Maitland who had married Mary Fleming, one of Mary’s ‘Four Maries’ (ladies-in-waiting), was already showing sympathy for Mary’s plight. He approached the Duke of Norfolk, the premier English peer, who had chaired the first part of Mary’s investigation to consider marrying her. Norfolk had strong Catholic sympathies and was at the opposite end of the English political spectrum to the ‘low born’ Cecil. He disapproved of an anointed queen being deposed and was in favour of marrying her, with the prospect of her becoming the English queen. Yet no one dared to tell Elizabeth. When some of Norfolk’s allies started the Northern Rising to support Mary’s accession to the English throne, the proposed marriage came to light and Elizabeth arranged Norfolk’s execution. Mary was lucky to survive, but her support in both Scotland and England was generally political, being fostered by those who wanted to bring down either Moray or Cecil. Her supporters in Scotland were sufficiently powerful to arrange for both Moray and Lennox, his successor as Regent, to be assassinated. Sir William Kirkcaldy, who had originally been an ally of Moray, managed to hold Edinburgh Castle on Mary’s behalf until 1573.
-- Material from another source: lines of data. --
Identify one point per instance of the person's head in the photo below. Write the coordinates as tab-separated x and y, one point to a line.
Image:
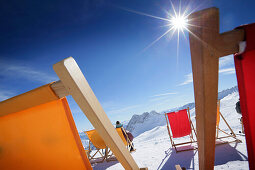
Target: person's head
118	124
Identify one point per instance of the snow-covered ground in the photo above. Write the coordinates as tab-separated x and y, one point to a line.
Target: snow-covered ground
153	148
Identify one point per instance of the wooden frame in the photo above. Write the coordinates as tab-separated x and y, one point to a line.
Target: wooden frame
106	153
129	142
184	143
206	46
74	83
227	135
On the death of the long live Marquess of Winchester in 1572, Cecil was made Lord Treasurer, and was created Lord Burghley. Although he remained Elizabeth’s principal adviser, her ‘spirit’, the more shadowy Sir Francis Walsingham, her ‘moor’, became Secretary of State. Walsingham was determined to wipe out remaining pockets of English Catholicism and saw Mary as the catalyst for Catholic plotting. He went to great lengths to implicate her in one of the plots to oust Elizabeth and infiltrated conspiracies with double agents. He even went to the lengths of planting a plot and intercepted Mary’s correspondence. Sir Anthony Babington took charge of a plan riddled with Walsingham’s men, and arranged for Mary’s coded correspondence to be deciphered and read. Mary was caught out. Cecil organised a trial where the only possible outcome was her execution. Mary played the part of a Catholic martyr to the full, and Elizabeth reluctantly signed her Tudor cousin’s death warrant. Mary was executed at Fotheringhay Castle on 8 February 1587.
By now Burghley was aged sixty-six and he started to hand over his position next to the Queen to his second son, Robert. In 1592, he suffered a collapse perhaps from a stroke or heart attack, and progressively moved to the back stage. Yet he remained on close terms with Elizabeth who tended him in his final illness. Imperceptibly he persuaded her that the role of monarchy needed to be accountable to the people. He died in London on 4 August 1598. Without Burghley as her mentor, the final five years of her reign were blighted by her frustrating inability to take decisions. This paved the way for James VI, in 1603, to be welcomed as a breath of fresh air after her death by Robert Cecil.